The implementation of deep learning algorithms has brought new perspectives to plankton ecology. Emerging as an alternative approach to established methods, deep learning offers objective schemes to investigate plankton organisms in diverse environments. We provide an overview of deep-learning-based methods including detection and classification of phytoplankton and zooplankton images, foraging and swimming behavior analysis, and finally ecological modeling. Deep learning has the potential to speed up the analysis and reduce the human experimental bias, thus enabling data acquisition at relevant temporal and spatial scales with improved reproducibility. We also discuss shortcomings and show how deep learning architectures have evolved to mitigate imprecise readouts. Finally, we suggest opportunities where deep learning is particularly likely to catalyze plankton research. The examples are accompanied by detailed tutorials and code samples that allow readers to apply the methods described in this review to their own data.

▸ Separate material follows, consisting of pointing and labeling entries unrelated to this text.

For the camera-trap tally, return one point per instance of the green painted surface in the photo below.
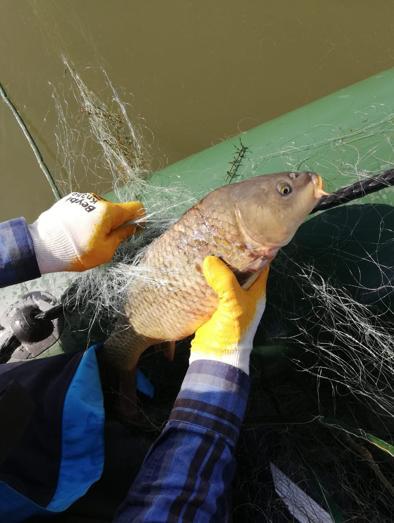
(339, 136)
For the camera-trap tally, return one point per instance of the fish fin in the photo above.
(169, 350)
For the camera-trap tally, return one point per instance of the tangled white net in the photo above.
(338, 329)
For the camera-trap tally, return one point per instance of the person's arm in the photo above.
(18, 261)
(78, 232)
(187, 474)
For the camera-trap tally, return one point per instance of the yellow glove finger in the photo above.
(125, 212)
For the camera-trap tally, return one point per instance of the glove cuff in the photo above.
(54, 250)
(235, 357)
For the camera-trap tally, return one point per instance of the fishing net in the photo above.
(321, 406)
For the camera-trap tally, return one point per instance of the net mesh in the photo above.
(323, 371)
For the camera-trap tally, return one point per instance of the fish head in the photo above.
(270, 208)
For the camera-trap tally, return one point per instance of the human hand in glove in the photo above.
(82, 230)
(228, 335)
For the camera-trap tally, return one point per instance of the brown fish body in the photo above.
(244, 224)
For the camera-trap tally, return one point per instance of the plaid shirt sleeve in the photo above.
(187, 474)
(17, 257)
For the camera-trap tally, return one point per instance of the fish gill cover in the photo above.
(321, 407)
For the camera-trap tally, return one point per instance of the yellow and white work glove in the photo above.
(81, 231)
(228, 335)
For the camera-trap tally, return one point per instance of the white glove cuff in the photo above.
(233, 356)
(54, 249)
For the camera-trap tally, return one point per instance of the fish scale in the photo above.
(175, 300)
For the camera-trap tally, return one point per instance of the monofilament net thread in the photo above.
(356, 190)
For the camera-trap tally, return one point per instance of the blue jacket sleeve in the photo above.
(188, 472)
(18, 261)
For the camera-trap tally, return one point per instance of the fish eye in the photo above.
(284, 189)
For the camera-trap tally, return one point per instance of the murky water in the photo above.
(194, 72)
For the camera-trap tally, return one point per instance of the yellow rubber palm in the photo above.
(228, 335)
(82, 230)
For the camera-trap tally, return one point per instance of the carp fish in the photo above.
(245, 224)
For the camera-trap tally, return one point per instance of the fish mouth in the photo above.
(317, 181)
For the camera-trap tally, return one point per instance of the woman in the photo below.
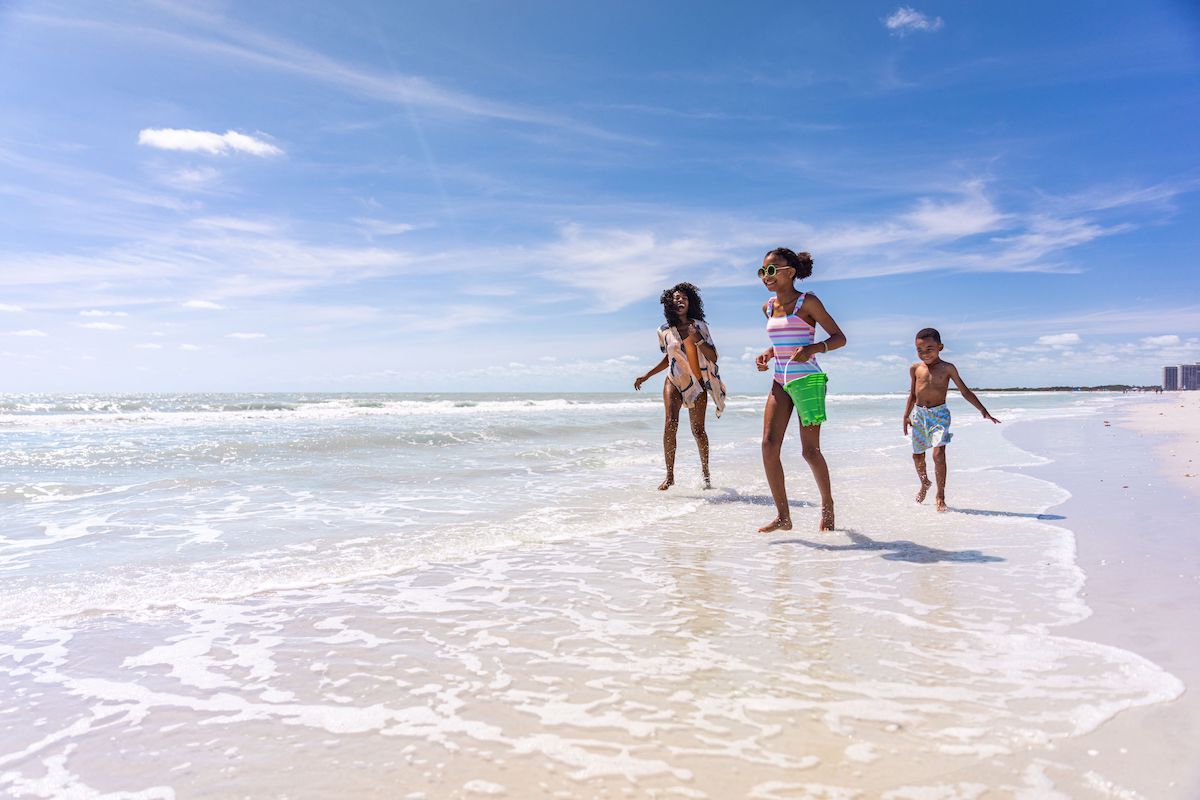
(792, 317)
(685, 329)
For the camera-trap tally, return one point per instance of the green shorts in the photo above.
(808, 396)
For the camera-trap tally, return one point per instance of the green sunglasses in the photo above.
(771, 269)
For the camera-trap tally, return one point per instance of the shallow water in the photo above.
(465, 595)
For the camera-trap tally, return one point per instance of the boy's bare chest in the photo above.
(933, 378)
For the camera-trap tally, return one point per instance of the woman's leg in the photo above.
(810, 440)
(774, 425)
(671, 402)
(696, 416)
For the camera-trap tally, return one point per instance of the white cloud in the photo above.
(192, 178)
(384, 228)
(907, 19)
(216, 144)
(1060, 340)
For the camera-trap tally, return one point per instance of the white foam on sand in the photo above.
(625, 641)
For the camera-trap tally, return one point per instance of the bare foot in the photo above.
(827, 522)
(778, 523)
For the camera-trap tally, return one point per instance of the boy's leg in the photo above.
(696, 416)
(672, 402)
(940, 474)
(918, 461)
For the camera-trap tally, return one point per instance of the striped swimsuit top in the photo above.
(789, 335)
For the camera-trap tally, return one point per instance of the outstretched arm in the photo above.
(815, 308)
(659, 367)
(707, 350)
(912, 396)
(970, 396)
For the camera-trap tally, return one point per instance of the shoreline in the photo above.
(1129, 511)
(660, 647)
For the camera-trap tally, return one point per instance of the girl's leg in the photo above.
(774, 425)
(696, 416)
(810, 440)
(671, 402)
(918, 461)
(940, 474)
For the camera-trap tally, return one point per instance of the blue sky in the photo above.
(490, 196)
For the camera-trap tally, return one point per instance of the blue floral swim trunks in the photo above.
(930, 427)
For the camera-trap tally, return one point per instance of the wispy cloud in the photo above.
(1060, 340)
(384, 228)
(906, 19)
(239, 42)
(216, 144)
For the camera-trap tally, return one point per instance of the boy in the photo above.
(927, 410)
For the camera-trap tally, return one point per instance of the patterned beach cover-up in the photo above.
(679, 371)
(930, 427)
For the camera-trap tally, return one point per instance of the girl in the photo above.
(685, 329)
(792, 317)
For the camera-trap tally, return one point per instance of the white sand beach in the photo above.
(617, 642)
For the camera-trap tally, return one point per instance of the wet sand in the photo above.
(1134, 479)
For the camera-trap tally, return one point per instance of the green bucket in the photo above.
(808, 395)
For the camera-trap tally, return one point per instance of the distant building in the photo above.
(1189, 376)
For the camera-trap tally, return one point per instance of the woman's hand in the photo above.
(808, 352)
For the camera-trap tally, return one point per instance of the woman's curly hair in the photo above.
(801, 262)
(695, 305)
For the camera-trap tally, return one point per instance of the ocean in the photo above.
(465, 595)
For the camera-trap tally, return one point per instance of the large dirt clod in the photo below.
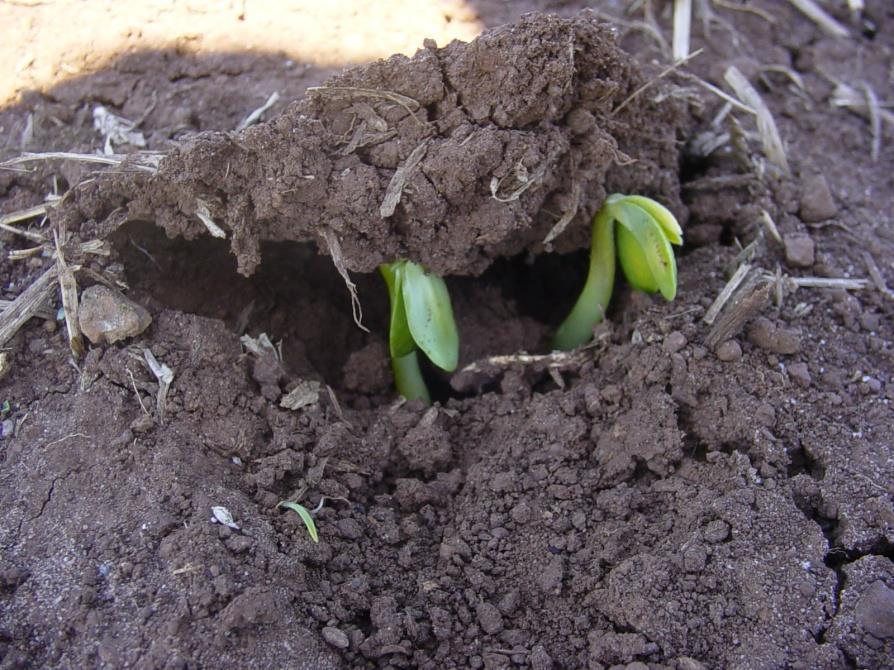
(451, 158)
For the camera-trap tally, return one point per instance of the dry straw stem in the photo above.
(144, 160)
(526, 183)
(256, 115)
(876, 275)
(30, 302)
(875, 121)
(864, 104)
(338, 260)
(682, 27)
(766, 126)
(819, 16)
(649, 29)
(757, 11)
(566, 217)
(770, 225)
(7, 220)
(409, 104)
(749, 301)
(677, 65)
(204, 215)
(23, 215)
(68, 287)
(554, 360)
(395, 187)
(165, 377)
(727, 292)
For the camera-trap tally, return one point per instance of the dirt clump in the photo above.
(453, 157)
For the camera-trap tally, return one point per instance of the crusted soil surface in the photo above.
(658, 500)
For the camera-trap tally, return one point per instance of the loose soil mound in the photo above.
(651, 501)
(452, 158)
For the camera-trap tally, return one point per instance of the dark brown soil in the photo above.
(653, 502)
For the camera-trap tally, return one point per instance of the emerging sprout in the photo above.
(305, 515)
(646, 231)
(421, 318)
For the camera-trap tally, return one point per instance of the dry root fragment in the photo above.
(68, 286)
(29, 303)
(766, 125)
(339, 261)
(819, 16)
(165, 377)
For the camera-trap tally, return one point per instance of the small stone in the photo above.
(817, 203)
(550, 577)
(107, 315)
(695, 558)
(776, 339)
(800, 373)
(800, 251)
(489, 618)
(540, 659)
(875, 611)
(336, 637)
(729, 351)
(239, 543)
(350, 529)
(716, 531)
(674, 342)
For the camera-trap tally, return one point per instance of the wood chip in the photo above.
(165, 377)
(766, 125)
(204, 215)
(338, 260)
(682, 27)
(29, 303)
(256, 115)
(876, 275)
(727, 292)
(68, 287)
(751, 299)
(399, 179)
(305, 394)
(819, 16)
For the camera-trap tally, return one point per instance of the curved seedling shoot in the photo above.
(421, 318)
(645, 233)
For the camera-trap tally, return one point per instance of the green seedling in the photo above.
(305, 515)
(421, 318)
(642, 242)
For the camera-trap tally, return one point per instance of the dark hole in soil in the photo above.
(298, 297)
(803, 463)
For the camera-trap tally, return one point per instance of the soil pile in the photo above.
(654, 501)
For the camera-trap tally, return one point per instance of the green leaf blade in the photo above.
(429, 315)
(654, 248)
(661, 214)
(400, 340)
(305, 517)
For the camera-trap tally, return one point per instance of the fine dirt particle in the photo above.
(800, 250)
(800, 373)
(336, 637)
(817, 203)
(753, 510)
(875, 611)
(769, 336)
(729, 351)
(494, 161)
(108, 316)
(674, 342)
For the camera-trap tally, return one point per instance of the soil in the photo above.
(665, 498)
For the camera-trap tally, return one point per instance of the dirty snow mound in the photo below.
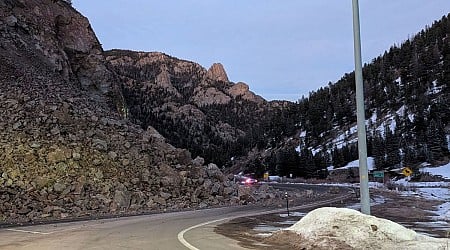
(328, 226)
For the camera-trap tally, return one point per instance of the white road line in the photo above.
(28, 232)
(181, 234)
(183, 241)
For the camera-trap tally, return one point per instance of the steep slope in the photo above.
(195, 108)
(65, 149)
(407, 99)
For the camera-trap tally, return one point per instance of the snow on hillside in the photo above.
(355, 164)
(443, 171)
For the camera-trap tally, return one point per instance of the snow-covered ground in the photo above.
(428, 190)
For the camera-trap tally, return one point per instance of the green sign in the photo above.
(378, 174)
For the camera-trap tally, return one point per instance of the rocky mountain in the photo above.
(66, 149)
(194, 108)
(407, 99)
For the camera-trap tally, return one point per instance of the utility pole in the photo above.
(360, 116)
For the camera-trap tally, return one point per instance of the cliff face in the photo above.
(65, 150)
(194, 108)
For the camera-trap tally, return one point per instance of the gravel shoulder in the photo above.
(410, 211)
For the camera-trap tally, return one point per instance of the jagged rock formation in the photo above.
(195, 108)
(65, 150)
(217, 73)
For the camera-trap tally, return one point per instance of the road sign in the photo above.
(378, 174)
(407, 171)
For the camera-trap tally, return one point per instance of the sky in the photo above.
(282, 49)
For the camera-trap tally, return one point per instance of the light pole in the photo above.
(360, 117)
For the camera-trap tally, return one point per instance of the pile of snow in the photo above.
(443, 171)
(327, 227)
(355, 164)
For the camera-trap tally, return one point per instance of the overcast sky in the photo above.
(282, 49)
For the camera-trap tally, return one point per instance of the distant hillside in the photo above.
(407, 100)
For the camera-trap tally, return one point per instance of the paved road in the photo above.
(158, 231)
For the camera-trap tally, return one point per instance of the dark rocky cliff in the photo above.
(65, 150)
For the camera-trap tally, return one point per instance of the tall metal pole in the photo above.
(360, 117)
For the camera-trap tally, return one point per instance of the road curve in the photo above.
(179, 230)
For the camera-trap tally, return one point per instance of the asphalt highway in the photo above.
(179, 230)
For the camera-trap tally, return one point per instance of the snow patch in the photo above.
(330, 225)
(443, 171)
(355, 164)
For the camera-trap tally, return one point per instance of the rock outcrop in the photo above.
(65, 149)
(217, 73)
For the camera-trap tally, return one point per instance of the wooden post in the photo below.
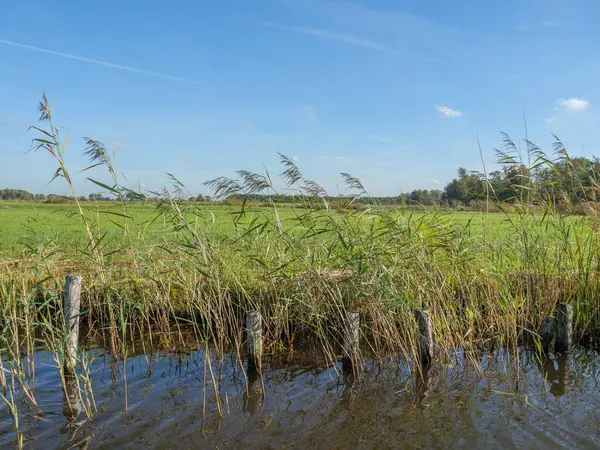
(426, 336)
(254, 338)
(547, 333)
(351, 340)
(565, 327)
(72, 304)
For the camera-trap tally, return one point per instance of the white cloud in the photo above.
(119, 145)
(98, 62)
(333, 36)
(574, 104)
(448, 112)
(341, 159)
(383, 139)
(310, 112)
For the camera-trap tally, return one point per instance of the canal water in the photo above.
(169, 400)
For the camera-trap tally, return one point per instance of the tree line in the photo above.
(566, 181)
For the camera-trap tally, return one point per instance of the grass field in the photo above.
(23, 224)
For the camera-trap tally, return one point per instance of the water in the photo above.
(165, 401)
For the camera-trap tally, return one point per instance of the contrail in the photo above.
(97, 62)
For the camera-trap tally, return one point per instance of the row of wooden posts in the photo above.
(561, 327)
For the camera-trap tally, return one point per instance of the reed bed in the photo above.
(303, 268)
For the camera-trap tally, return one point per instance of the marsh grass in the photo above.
(303, 268)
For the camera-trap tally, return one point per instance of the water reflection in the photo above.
(169, 402)
(254, 397)
(75, 416)
(556, 371)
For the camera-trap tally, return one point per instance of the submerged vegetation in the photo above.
(186, 266)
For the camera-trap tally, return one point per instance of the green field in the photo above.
(23, 224)
(147, 267)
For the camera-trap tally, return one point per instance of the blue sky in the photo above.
(393, 92)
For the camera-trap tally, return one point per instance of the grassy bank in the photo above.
(487, 278)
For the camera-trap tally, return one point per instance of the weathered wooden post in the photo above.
(351, 340)
(254, 338)
(72, 305)
(565, 327)
(547, 333)
(254, 398)
(425, 335)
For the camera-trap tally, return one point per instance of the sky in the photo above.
(394, 92)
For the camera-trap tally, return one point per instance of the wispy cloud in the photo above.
(98, 62)
(568, 105)
(574, 104)
(333, 36)
(448, 112)
(383, 139)
(339, 159)
(119, 145)
(188, 162)
(310, 112)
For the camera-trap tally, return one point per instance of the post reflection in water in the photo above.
(422, 385)
(557, 377)
(75, 416)
(254, 397)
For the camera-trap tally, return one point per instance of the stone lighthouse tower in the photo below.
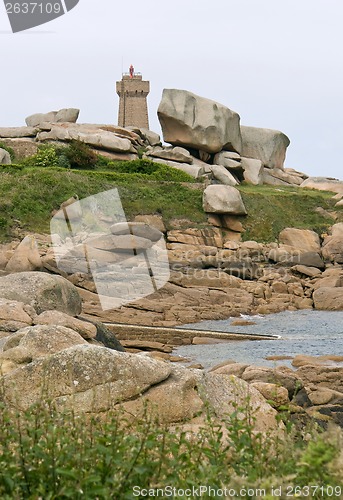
(133, 107)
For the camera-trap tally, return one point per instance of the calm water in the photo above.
(302, 332)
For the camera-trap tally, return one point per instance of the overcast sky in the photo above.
(277, 64)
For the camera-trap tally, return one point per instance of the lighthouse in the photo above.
(133, 106)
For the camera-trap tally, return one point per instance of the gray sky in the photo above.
(277, 64)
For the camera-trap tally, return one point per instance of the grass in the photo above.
(273, 208)
(28, 195)
(45, 454)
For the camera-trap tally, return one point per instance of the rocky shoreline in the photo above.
(46, 350)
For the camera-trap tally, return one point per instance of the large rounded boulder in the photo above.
(42, 291)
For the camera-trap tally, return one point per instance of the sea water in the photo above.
(309, 332)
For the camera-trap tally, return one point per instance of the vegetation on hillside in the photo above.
(272, 208)
(44, 454)
(31, 190)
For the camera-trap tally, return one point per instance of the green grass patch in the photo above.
(48, 455)
(273, 208)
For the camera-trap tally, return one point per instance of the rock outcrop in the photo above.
(268, 146)
(195, 122)
(63, 115)
(223, 200)
(42, 291)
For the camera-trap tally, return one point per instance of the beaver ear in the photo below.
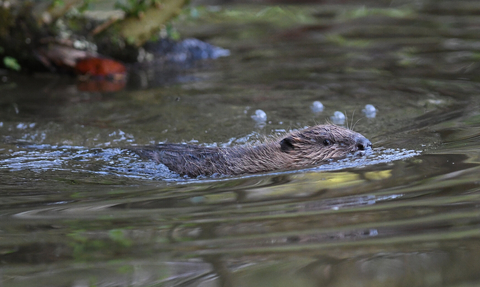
(286, 144)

Destructive effect of fluctuations on the performance of a Brownian gyrator published in Soft Matter

Angular velocity in the steady-state. (Excerpt from Fig. 2 of the manuscript.)
Destructive effect of fluctuations on the performance of a Brownian gyrator
Pascal Viot, Aykut Argun, Giovanni Volpe, Alberto Imparato, Lamberto Rondoni, Gleb Oshanin
Soft Matter, 20, 3154-3160 (2024)
arxiv: 2307.05248
doi: 10.1039/D3SM01606D

The Brownian gyrator (BG) is often called a minimal model of a nano-engine performing a rotational motion, judging solely upon the fact that in non-equilibrium conditions its torque, specific angular momentum L and specific angular velocity W have non-zero mean values. For a time-discretised (with time-step δt) model we calculate here the previously unknown probability density functions (PDFs) of L and W. We show that for finite δt, the PDF of L has exponential tails and all moments are therefore well-defined. At the same time, this PDF appears to be effectively broad – the noise-to-signal ratio is generically bigger than unity meaning that L is strongly not self-averaging. Concurrently, the PDF of W exhibits heavy power-law tails and its mean W is the only existing moment. The BG is therefore not an engine in the common sense: it does not exhibit regular rotations on each run and its fluctuations are not only a minor nuisance – on contrary, their effect is completely destructive for the performance. Our theoretical predictions are confirmed by numerical simulations and experimental data. We discuss some plausible improvements of the model which may result in a more systematic rotational motion.